Lá conheci Kauã, que sempre frisava que seu nome é com k e sem n no final. Também o pequeno Gabriel, este, em uma das nossas conversas me disse:

– Quero ser policial, quero prender as pessoas que fazem mal. Além deles, Kaila, que quando crescer quer ser como Dandara, mulher guerreira e a frente do seu tempo. Kaila, apesar da pouca idade enfrenta as dificuldades da vida como uma guerreira, como Dandara um dia fez.

Todos com menos de 10 anos de idade, sonham, imaginam, enquanto a vida passa lentamente na frente dos seus olhos e os trilhos enferrujam um pouco mais. A realidade dessas crianças é dura, me faz ter vontade de pegar uma a uma pela mão e levá-las dali, descobrir com elas onde esses trilhos vão dar. Mas não posso.
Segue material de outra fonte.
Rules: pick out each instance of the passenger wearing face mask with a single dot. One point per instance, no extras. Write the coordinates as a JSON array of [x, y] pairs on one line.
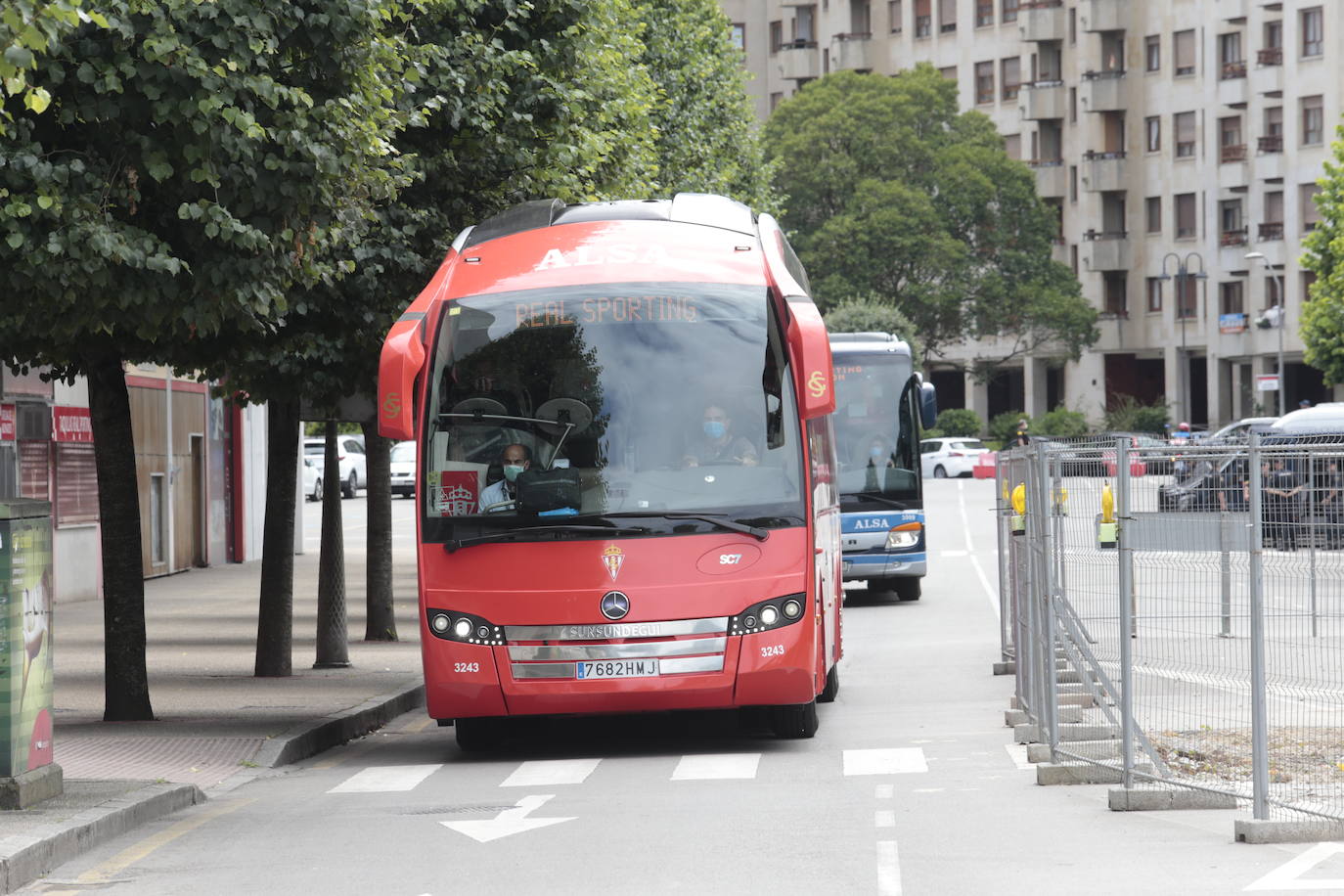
[[515, 458], [717, 443]]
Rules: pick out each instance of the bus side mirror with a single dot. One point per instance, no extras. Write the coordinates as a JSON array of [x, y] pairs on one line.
[[927, 405], [399, 364]]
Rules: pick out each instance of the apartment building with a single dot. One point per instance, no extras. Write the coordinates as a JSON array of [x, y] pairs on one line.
[[1175, 139]]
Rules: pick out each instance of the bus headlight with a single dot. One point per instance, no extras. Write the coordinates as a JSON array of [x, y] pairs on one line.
[[904, 536], [464, 628]]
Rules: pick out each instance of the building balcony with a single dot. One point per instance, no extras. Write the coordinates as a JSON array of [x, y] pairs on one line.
[[1106, 250], [798, 60], [1042, 21], [1052, 177], [1043, 100], [852, 51], [1100, 15], [1102, 90], [1103, 171]]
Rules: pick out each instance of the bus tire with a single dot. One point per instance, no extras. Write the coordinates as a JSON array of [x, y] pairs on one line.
[[478, 735], [832, 688], [794, 723]]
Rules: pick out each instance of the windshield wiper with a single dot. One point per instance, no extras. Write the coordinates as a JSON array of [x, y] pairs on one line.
[[722, 521], [556, 529]]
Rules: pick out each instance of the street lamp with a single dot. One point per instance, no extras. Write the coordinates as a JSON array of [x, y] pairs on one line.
[[1182, 276], [1282, 312]]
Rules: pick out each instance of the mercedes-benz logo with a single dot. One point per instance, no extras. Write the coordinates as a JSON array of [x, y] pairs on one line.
[[614, 605]]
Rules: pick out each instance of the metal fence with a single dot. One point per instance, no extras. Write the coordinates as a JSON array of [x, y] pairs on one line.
[[1176, 614]]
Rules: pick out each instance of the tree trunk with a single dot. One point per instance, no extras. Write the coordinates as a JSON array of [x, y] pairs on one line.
[[276, 615], [333, 636], [381, 622], [125, 677]]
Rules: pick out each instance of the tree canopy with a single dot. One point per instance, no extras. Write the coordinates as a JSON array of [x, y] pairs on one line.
[[1322, 315], [893, 191]]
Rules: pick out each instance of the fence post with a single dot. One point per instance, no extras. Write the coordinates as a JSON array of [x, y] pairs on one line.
[[1125, 587], [1260, 724]]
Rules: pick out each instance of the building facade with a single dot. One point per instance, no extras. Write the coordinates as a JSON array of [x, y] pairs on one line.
[[1179, 143]]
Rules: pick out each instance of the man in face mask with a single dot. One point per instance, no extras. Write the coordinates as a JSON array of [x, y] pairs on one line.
[[515, 458], [717, 443]]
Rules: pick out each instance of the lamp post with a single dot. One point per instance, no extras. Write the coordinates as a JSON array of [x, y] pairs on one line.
[[1282, 315], [1182, 277]]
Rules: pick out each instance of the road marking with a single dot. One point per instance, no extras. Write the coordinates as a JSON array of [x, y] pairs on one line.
[[547, 773], [383, 780], [974, 561], [717, 766], [888, 868], [128, 857], [1017, 752], [1289, 874], [884, 762]]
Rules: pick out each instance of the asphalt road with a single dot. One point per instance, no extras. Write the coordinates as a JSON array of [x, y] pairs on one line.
[[912, 786]]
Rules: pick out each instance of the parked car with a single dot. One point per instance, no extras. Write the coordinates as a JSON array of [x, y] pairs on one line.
[[949, 456], [403, 469], [312, 478], [349, 456]]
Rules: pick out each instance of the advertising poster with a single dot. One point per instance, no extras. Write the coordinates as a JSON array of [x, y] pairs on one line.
[[25, 669]]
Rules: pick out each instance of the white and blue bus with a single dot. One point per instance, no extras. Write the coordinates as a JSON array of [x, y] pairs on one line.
[[880, 405]]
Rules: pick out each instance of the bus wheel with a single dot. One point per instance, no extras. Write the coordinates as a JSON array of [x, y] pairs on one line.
[[832, 688], [477, 735], [794, 722]]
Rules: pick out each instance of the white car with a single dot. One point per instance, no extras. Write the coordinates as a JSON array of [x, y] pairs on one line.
[[951, 456], [312, 478], [349, 456], [403, 469]]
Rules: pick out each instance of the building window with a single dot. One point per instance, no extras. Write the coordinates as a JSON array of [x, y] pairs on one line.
[[1307, 199], [923, 18], [984, 82], [1183, 53], [1185, 126], [1153, 133], [1010, 76], [1314, 31], [1314, 121], [1186, 222]]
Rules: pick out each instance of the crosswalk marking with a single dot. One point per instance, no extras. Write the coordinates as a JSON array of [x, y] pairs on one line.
[[380, 780], [547, 773], [884, 762], [717, 766]]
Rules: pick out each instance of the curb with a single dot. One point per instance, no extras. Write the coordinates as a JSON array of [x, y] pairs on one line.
[[77, 835]]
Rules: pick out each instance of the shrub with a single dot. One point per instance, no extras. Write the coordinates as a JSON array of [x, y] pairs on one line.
[[960, 421]]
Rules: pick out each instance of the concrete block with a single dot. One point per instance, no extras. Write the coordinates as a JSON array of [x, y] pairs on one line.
[[1271, 830], [31, 787], [1124, 799]]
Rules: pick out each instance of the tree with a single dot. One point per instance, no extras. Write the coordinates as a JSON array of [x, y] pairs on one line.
[[197, 161], [893, 191], [1322, 313]]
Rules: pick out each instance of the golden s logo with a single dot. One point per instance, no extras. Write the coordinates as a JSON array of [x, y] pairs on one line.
[[818, 384]]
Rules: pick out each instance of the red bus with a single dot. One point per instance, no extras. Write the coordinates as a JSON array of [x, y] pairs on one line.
[[625, 468]]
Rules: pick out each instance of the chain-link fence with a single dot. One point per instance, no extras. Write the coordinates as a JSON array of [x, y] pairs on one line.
[[1176, 614]]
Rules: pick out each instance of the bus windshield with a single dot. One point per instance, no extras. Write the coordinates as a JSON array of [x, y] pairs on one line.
[[632, 405], [876, 437]]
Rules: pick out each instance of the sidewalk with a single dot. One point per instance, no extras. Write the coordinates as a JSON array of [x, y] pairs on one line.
[[216, 726]]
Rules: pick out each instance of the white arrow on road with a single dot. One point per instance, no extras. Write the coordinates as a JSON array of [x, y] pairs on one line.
[[511, 821]]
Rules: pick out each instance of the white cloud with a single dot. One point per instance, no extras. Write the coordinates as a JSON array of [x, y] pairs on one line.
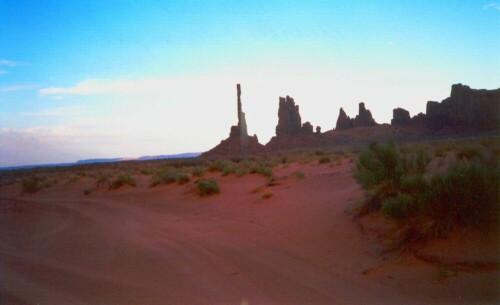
[[9, 63], [492, 5], [18, 87], [42, 145]]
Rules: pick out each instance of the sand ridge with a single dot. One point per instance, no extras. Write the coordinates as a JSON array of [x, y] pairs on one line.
[[166, 245]]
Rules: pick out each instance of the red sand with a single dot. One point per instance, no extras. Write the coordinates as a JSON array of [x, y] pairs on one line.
[[165, 245]]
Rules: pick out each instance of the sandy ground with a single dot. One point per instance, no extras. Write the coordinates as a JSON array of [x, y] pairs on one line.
[[166, 245]]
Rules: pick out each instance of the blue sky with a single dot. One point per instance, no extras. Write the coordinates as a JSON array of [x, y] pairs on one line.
[[85, 79]]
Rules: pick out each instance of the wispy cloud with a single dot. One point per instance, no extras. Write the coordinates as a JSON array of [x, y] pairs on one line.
[[492, 5], [13, 88], [9, 63], [127, 86]]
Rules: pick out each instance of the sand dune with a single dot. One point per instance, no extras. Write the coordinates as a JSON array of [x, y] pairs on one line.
[[165, 245]]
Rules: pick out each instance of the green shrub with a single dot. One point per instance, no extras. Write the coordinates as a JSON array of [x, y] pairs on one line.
[[378, 164], [198, 171], [169, 175], [266, 171], [470, 152], [208, 186], [414, 184], [219, 165], [324, 159], [103, 177], [240, 171], [183, 178], [267, 195], [31, 185], [228, 169], [465, 195], [147, 171], [398, 207], [299, 174], [122, 180]]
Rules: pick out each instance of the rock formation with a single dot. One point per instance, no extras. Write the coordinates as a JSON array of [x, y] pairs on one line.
[[343, 121], [465, 107], [466, 111], [238, 142], [400, 117], [289, 121], [307, 128], [364, 118]]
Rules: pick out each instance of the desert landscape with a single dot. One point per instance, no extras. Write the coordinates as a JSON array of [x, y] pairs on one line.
[[202, 152], [291, 227]]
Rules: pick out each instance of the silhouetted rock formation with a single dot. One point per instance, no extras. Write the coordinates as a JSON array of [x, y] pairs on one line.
[[307, 128], [466, 112], [364, 117], [465, 107], [400, 117], [238, 142], [289, 121], [290, 133], [343, 121]]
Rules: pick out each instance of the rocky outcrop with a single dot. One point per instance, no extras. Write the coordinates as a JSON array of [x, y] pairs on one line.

Estou só de passagem, queria fazer mais, mas só posso lhes dar é um pouco de carinho, atenção e arrancar um sorriso dos seus rostos ao invés de lágrimas. E aprender o quanto passamos a vida inteira atrás de “algo”, e no fim percebermos que isso não importa, e sim, o que fazemos de bom ao longo do caminho.

Escrevo essas palavras na minha última visita, me despeço com algumas lições e lembranças na mochila. Ao olhar para trás, torço uma última vez para o trem chegar, mas ele não chega. Então, sigo em frente, na esperança de que as crianças que conheci naquele lugar encontrem algo além dos trilhos e sejam tudo o que quiserem ser.

(*) Fabian Lisboa é jornalista, produtor de conteúdo do “Maria Cult” e o atual presidente do Movimento Eco Cultural, de São Sepé. “Trilhos” venceu¨, na categoria Melhor Crônica, o 6º Prêmio Universitário de Jornalismo da Universidade Franciscana, em 2019.

Nota do Editor: a foto (sem autoria determinada) que ilustra esta crônica é uma reprodução obtida na internet.